Adaptive autonomy of worker assistance systems

This project is part of the Forschungskolleg “Design of flexible working environments – human-centered use of Cyber-Physical Systems in industry 4.0” run by the Universities of Paderborn and Bielefeld. We investigate how to develop learning, intelligent assistance systems for industrial workers that adapt their level of assistance and autonomy to the internal state of the worker, and need to make this understood, accepted, and utilized by the user.

Computational cognitive modeling of the predictive active self in situated action (COMPAS)

The COMPAS project aims to develop a computational cognitive model of the execution and control of situated action in an embodied cognitive architecture that allows for (1) a detailed explanation, in computational terms, of the mechanisms and processes underlying the sense of agency; (2) simulation of situated actions along with the subjectively perceived sense of control and its impact on how actions are regulated, (3) empirical validation  through comparison with empirical data obtained in experimental studies with human participants.

Lively and trustworthy social robots (VIVA)

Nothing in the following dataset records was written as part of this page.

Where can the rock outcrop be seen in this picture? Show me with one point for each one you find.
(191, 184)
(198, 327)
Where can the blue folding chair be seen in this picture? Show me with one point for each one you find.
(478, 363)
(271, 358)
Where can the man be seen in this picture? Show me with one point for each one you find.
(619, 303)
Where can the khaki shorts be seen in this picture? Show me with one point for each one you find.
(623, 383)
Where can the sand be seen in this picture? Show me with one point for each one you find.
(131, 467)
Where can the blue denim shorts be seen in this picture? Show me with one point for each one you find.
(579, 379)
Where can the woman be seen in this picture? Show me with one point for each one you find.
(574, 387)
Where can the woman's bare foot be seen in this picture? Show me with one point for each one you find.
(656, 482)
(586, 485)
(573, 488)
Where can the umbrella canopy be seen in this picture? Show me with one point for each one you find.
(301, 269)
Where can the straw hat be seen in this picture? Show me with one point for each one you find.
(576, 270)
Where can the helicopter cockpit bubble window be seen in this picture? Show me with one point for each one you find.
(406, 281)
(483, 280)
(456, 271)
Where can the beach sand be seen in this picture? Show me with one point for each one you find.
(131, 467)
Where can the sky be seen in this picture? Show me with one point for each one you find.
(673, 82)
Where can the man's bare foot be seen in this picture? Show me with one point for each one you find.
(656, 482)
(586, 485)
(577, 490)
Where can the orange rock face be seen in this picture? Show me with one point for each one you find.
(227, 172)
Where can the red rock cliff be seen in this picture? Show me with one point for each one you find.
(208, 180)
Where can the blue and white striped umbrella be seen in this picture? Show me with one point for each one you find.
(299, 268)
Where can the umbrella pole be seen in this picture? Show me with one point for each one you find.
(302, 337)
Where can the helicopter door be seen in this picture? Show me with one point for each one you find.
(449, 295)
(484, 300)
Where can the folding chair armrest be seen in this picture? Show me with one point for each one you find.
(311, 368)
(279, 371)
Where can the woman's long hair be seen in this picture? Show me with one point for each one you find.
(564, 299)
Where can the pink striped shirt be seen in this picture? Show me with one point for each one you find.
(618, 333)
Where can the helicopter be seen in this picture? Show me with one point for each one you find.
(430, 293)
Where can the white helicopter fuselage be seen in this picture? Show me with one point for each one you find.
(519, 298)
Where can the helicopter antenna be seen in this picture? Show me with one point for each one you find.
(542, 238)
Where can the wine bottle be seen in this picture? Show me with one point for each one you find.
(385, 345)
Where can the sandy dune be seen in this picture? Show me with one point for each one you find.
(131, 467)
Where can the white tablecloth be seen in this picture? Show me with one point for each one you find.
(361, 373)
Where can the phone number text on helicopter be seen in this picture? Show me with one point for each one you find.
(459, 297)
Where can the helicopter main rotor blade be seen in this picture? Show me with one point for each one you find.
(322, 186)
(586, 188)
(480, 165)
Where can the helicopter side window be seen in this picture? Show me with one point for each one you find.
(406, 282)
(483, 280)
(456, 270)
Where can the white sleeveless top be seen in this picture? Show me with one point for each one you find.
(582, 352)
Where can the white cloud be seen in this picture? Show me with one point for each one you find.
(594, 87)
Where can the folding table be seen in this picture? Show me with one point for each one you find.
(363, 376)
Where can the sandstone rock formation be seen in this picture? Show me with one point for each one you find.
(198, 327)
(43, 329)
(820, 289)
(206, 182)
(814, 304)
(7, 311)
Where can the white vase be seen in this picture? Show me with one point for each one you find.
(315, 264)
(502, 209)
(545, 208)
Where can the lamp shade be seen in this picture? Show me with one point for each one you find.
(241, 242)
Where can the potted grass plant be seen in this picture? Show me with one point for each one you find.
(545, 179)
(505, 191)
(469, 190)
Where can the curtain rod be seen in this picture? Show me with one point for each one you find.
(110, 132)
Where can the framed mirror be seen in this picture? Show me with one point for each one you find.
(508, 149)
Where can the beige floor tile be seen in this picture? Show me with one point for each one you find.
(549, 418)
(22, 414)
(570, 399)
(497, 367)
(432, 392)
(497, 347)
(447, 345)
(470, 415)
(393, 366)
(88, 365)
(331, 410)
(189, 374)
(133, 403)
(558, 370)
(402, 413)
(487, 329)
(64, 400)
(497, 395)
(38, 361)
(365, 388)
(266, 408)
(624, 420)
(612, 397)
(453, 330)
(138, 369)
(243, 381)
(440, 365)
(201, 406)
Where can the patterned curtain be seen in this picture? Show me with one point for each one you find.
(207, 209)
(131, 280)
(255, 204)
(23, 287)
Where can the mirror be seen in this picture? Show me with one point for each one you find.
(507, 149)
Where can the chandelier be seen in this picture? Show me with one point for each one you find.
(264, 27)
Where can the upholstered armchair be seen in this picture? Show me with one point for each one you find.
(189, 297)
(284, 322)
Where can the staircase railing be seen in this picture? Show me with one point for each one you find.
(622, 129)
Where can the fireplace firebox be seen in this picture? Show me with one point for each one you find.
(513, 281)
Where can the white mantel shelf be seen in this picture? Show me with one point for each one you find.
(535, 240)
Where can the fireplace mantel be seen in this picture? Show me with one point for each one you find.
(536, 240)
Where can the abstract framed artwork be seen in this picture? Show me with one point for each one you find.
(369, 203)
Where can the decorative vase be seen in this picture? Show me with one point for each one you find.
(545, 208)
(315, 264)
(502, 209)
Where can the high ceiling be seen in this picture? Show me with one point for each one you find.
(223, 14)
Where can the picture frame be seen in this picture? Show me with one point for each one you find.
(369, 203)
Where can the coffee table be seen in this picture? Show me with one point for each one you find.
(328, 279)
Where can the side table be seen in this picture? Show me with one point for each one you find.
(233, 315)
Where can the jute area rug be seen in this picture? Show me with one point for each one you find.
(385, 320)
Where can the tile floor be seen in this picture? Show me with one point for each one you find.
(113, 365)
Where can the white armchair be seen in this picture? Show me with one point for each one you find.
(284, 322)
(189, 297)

The VIVA project aims to build a mobile social robot that produces lively and socially-appropriate behavior in interaction. We are in charge of developing an embodied communication architecture that controls and mediates the robot’s responsive behavior. In addition, we endow the robot with abilities for cohesive spoken dialogue over long-term interactions.

Mental models in collaborative interactive reinforcement learning

This project is part of the Research Cluster CINEMENTAS (“Collaborative Intelligence Based on Mental Models of Assistive Systems”) funded by a major international technology company. We investigate the role of mental models for interactive reinforcement learning, according to which learning is seen as a  dynamic collaborative process in which the trainer and learner together trying to figure out best action policy. We study how learning of a cognitive system can be sped up when the human trainer gives evaluative, informative feedback based on mental models of the system and the learning process, and the learner uses this feedback to build a (potentially simplified) model of the task domain and to shape its policy.

Development of iconic co-speech gesturing in preschool children (EcoGest)

This projects aims to provide a detailed account of the development of iconic gesturing and its integration with speech in different communicative genres. We will study pre-school children at 4 to 5 years of age to investigate their speech-accompanying iconic gesture use and to develop a computational cognitive model of their development. We apply qualitative and quantitative methods to study children’s speech-gesture behavior and to evaluate our findings with computational cognitive modeling in terms of the following aspects: (1) forms of iconic gesturing, (2) positions of gestures, (3) semantic coordination of speech and gesture, (4) packaging of information.